Researchers at the US Lawrence-Berkeley National Laboratory have used machine learning to reveal new scientific knowledge hidden in old research papers. Artificial intelligence makes it possible to make the link between separate scientific writings to draw new discoveries.
The majority of scientific knowledge exists only in the form of articles, and thus in text format, which makes any global analysis difficult. As a result, many potential discoveries are missed simply because no human being has been able to link two separate discoveries. A team of researchers from the Lawrence-Berkeley National Laboratory in the United States has published an article in the journal Nature, which details the use of artificial intelligence to alleviate this problem.
The researchers used deep learning, an automatic machine learning method of artificial intelligence that relies on neural networks, to create an Algorithm called Word2vec. The latter analyzed the abstracts – in other words, the abstracts – of 3.3 million articles dealing with the science of materials, and generated a vocabulary of about 500,000 words.
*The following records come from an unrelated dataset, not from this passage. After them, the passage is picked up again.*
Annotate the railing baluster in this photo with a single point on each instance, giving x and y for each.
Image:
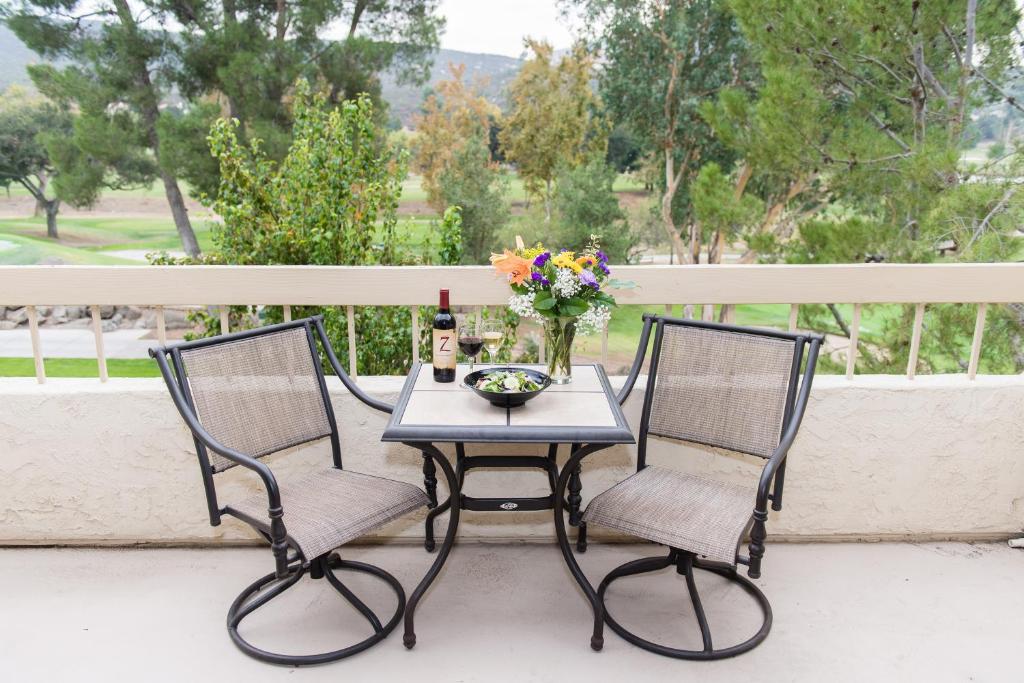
(37, 348)
(919, 318)
(416, 334)
(161, 327)
(604, 344)
(97, 331)
(851, 354)
(979, 331)
(350, 316)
The algorithm has broken down the relationships between the different words, each representing a vector.
Material predictions of the years before their actual discovery
This vectorization has allowed artificial intelligence to understand the structure of the periodic table of elements, or the relationship between the structure and the properties of materials, without any previous knowledge. The researchers were able to draw up a list of materials and to select the ten that, according to the IA, had the highest probability of being associated with the term “thermoelectric”, even if no article explicitly makes the link. By comparing them to different material databases, they were able to conclude that they all had an estimated potential above the average of known thermoelectric materials.
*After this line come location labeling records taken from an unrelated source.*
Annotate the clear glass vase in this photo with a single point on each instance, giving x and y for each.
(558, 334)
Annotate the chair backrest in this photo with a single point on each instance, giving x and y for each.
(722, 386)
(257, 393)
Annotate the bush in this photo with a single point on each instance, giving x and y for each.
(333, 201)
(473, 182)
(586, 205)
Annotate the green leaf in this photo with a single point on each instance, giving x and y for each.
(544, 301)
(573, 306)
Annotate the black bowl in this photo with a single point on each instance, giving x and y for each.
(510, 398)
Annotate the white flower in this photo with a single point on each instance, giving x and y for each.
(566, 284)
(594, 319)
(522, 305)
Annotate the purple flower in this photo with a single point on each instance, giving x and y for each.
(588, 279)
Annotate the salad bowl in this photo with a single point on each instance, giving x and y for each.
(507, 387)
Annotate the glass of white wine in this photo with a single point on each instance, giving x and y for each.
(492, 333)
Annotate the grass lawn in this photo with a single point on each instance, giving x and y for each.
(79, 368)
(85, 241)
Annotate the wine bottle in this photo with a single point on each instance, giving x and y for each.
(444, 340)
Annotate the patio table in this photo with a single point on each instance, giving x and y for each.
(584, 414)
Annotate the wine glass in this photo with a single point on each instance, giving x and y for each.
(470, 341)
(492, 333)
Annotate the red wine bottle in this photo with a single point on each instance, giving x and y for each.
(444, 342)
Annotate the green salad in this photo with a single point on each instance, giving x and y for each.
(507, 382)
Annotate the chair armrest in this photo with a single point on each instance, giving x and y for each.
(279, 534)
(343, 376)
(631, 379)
In order to verify the validity of their algorithm, the researchers wanted to use artificial intelligence to predict past discoveries. They have therefore removed the recent articles and once again led their model on 18 different text bodies, each time limiting the texts to those published before a limit year, between 2001 and 2018. The algorithm has, each time, given five materials considered the most promising for a thermoelectric application according to associations made in the literature.
A method applicable in all areas of research
They were able to predict the discovery of CuGaTe 2, one of the best modern thermoelectric materials, four years before its first publication in 2012. On four other materials highlighted by the IA on the basis of articles published before 2009, two have only been suggested in the literature as 8 or 9 years after the articles studied, while two others have never been tested.
The researchers brought artificial intelligence only to the texts, without giving it any prior information on the science of materials. This means that this method could be very easily used in other areas of research, and accelerate some discoveries of several years, or even allow new discoveries. According to Vahe Tshitoyan, one of the researchers, “We could use it for medical research or drug discovery. The information exists. We just did not make the link because you can not read all the articles.”